Saturday, July 27, 2013

Oatmeal

An unusually cool summer morning with the deck thermometer still sound asleep at 48 degrees. Even kinda chilly for this lover of cold weather!  Still, the sun is peeping through this early part of the day and the breeze is gentle.  A beautiful morning on the front porch.

Recently at the housing clinic, I met with a client who had brought her young daughter to help her understand all the papers. After carefully walking them through the eviction process, I began making calls to set-up appointments for them with emergency housing agencies when I saw the daughter looking at the small grouping of fruit I had brought with me. Still chatting with United Way, I reached across and nudged the fruit her way. She took an apple, brushed it a couple times between her hands, gave it to her mom then sat back in her chair smiling as her mom took a bite. I picked up the clementines, handed them to the daughter then refocused on the call. When I turned back the small orange peels were piled carefully together, holding the barely-there core of an apple. 

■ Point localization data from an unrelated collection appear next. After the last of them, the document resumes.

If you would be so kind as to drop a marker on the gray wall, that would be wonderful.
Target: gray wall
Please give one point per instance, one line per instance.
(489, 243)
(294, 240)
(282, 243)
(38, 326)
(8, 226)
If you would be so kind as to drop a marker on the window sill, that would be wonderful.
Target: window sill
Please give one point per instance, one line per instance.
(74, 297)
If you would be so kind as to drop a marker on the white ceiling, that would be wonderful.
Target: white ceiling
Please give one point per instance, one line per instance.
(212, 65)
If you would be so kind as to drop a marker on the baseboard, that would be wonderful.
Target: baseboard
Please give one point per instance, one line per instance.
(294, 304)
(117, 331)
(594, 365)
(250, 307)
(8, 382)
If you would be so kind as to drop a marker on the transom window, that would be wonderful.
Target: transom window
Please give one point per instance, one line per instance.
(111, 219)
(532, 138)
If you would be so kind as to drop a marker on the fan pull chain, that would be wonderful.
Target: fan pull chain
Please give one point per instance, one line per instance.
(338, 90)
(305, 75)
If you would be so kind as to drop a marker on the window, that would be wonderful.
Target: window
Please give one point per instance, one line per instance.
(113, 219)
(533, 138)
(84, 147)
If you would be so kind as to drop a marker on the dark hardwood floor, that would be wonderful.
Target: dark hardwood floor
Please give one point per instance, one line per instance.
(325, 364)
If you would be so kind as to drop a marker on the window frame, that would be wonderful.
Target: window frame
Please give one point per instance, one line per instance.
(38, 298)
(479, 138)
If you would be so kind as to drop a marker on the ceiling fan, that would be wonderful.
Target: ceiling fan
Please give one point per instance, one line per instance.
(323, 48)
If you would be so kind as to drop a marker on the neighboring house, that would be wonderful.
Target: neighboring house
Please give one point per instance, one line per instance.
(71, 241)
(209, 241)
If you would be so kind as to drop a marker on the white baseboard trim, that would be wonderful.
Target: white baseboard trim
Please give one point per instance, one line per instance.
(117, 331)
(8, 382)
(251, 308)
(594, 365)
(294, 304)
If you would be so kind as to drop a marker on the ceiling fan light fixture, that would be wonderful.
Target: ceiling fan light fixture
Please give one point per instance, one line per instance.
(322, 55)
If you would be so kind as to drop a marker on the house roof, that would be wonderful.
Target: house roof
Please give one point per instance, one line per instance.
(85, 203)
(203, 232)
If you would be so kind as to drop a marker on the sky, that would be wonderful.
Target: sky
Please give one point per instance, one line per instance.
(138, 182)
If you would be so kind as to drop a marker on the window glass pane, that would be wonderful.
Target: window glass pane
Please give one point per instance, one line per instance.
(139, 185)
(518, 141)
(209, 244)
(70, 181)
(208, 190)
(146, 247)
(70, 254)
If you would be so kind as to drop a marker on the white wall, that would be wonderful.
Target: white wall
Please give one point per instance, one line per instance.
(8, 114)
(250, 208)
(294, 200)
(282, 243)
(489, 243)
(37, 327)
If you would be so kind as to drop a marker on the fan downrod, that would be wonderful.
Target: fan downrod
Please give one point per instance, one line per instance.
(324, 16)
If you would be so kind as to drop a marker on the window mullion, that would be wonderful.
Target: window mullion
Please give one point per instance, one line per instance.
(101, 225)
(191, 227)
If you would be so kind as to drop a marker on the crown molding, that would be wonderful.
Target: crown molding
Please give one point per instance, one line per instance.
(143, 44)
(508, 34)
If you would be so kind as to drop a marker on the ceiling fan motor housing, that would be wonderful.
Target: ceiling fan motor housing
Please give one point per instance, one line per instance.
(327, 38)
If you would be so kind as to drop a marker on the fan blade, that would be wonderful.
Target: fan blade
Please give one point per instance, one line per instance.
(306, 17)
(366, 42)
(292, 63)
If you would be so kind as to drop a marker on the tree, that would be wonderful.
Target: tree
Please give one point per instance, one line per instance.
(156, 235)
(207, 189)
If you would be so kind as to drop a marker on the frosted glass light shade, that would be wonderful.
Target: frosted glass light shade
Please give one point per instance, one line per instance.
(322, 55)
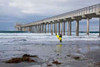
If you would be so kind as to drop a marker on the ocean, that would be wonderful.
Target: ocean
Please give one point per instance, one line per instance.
(48, 48)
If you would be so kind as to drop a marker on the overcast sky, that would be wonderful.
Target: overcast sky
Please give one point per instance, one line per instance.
(26, 11)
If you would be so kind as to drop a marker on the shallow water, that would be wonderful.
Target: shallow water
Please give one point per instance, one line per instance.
(47, 47)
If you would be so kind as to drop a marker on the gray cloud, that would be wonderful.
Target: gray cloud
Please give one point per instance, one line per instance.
(31, 10)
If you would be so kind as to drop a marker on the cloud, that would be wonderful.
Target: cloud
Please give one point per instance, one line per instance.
(31, 10)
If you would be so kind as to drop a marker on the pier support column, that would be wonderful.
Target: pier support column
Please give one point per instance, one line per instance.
(45, 28)
(55, 28)
(77, 27)
(64, 28)
(30, 29)
(51, 29)
(59, 27)
(99, 27)
(88, 26)
(48, 27)
(69, 28)
(42, 28)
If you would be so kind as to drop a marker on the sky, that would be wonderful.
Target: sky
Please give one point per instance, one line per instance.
(27, 11)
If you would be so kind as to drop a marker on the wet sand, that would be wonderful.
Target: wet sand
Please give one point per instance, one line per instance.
(70, 53)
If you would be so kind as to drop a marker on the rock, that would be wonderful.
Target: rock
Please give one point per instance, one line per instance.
(24, 58)
(76, 57)
(97, 64)
(56, 62)
(49, 64)
(68, 55)
(27, 55)
(14, 60)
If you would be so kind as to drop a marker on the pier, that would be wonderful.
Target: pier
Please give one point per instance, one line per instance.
(47, 25)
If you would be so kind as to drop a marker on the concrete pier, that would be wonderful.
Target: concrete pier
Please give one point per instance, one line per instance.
(64, 28)
(55, 28)
(77, 27)
(88, 26)
(69, 28)
(59, 27)
(58, 22)
(99, 27)
(51, 29)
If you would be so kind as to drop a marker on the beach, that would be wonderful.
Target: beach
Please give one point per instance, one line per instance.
(82, 51)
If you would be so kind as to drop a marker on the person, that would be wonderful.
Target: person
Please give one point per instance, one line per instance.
(60, 37)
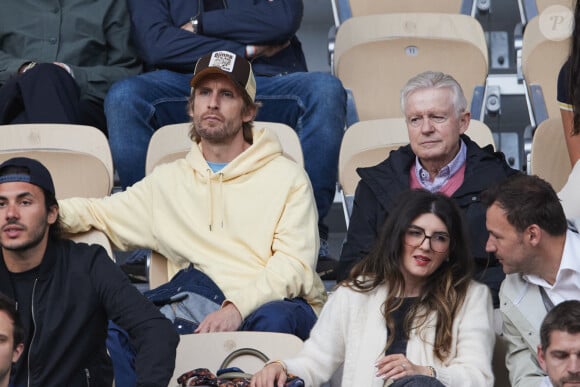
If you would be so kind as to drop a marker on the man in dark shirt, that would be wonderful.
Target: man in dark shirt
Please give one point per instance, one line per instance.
(66, 292)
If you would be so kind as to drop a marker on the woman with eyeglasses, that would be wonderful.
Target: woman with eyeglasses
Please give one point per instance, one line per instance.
(408, 315)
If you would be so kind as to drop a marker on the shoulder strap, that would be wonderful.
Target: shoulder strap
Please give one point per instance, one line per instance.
(548, 304)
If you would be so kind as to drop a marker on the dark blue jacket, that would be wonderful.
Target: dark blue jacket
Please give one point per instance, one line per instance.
(77, 290)
(164, 45)
(380, 186)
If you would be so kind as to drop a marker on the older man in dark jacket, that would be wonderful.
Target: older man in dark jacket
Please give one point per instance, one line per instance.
(440, 158)
(66, 293)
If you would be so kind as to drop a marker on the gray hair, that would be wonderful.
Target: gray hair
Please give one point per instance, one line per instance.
(438, 80)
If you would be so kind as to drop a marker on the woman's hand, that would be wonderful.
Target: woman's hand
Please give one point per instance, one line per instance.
(397, 366)
(269, 375)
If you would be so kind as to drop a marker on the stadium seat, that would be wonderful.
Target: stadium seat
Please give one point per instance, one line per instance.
(193, 352)
(77, 156)
(542, 59)
(368, 143)
(549, 155)
(569, 194)
(345, 9)
(533, 8)
(172, 142)
(375, 55)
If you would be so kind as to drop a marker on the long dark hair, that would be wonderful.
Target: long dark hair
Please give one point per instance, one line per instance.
(445, 289)
(574, 80)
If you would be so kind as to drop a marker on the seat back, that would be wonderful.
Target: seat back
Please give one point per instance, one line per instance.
(208, 350)
(172, 142)
(376, 55)
(569, 194)
(543, 4)
(91, 237)
(542, 59)
(549, 155)
(78, 157)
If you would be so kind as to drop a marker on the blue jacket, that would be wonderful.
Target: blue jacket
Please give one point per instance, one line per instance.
(164, 45)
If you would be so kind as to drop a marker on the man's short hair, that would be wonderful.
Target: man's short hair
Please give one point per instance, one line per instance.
(437, 80)
(564, 317)
(9, 307)
(527, 200)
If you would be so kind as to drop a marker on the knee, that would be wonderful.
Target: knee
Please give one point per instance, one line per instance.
(123, 92)
(282, 316)
(47, 74)
(327, 86)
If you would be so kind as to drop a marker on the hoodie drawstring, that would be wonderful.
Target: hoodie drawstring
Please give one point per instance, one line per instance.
(221, 199)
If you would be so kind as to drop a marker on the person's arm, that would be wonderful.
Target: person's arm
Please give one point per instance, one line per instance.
(152, 335)
(290, 271)
(471, 365)
(572, 141)
(362, 230)
(121, 60)
(15, 25)
(124, 217)
(163, 42)
(521, 362)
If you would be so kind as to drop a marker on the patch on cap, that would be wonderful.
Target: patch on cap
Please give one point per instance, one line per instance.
(237, 68)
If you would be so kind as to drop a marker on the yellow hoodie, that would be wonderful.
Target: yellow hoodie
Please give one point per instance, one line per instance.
(252, 227)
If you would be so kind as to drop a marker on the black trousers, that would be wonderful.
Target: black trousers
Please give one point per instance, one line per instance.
(48, 94)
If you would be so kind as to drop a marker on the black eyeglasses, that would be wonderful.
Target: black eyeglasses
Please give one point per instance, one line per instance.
(439, 241)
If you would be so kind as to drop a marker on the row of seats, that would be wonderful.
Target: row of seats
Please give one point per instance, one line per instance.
(375, 54)
(80, 161)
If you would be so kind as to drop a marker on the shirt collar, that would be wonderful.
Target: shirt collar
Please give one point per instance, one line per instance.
(444, 174)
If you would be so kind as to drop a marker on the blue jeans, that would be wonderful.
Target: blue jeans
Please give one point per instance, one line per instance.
(313, 103)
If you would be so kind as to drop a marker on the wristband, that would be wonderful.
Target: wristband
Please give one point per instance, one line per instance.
(250, 51)
(27, 67)
(433, 372)
(194, 24)
(280, 363)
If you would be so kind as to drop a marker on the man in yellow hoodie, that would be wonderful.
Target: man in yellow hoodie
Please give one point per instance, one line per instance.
(234, 207)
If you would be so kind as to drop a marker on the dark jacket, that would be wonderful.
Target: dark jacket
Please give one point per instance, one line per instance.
(164, 45)
(77, 290)
(380, 186)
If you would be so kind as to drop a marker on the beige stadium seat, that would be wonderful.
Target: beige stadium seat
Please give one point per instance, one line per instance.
(375, 55)
(172, 142)
(373, 7)
(208, 350)
(549, 155)
(569, 194)
(367, 143)
(543, 4)
(542, 59)
(78, 157)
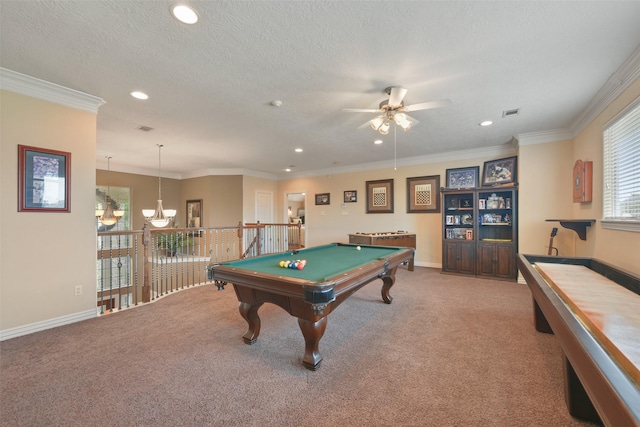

I probably edged an ethic violation by giving a client some of my food. I don't want to know the answer to that unasked question. 

I was that daughter. 

Being a kid you learn to adapt to your world. Kids are amazing that way.

When faced with empty cupboards, refrigerators, and pocketbooks when we were hungry, I had one ally: Oatmeal. I would reach for that big box of oatmeal, plainly lettered, no Quaker man on the front, no sugared flavors in the mix. Cheap, filling. Even when out of powdered milk, sugar and karo syrup it seemed we always had cinnamon. A huge tin of cinnamon.

When I need a reminder of how far I have come in life...a gentle nudge back to the reality of how blessed I am to have a job, have the capacity to love other beings and the gift of living a whole 'nother day in front of me, I reach for those long-cooking steel cut oats. Enjoying the rhythm in the stirring, the spooning of creaminess into a bowl and the scent of cinnamon from a tin.

Plain. Simple.

Comforting.

Nothing better this morning to go with my cup of coffee. 

At least, that's my 2 ¢.







1 comment:

Kali said...

Your oatmeal is my rice. We all have our staples.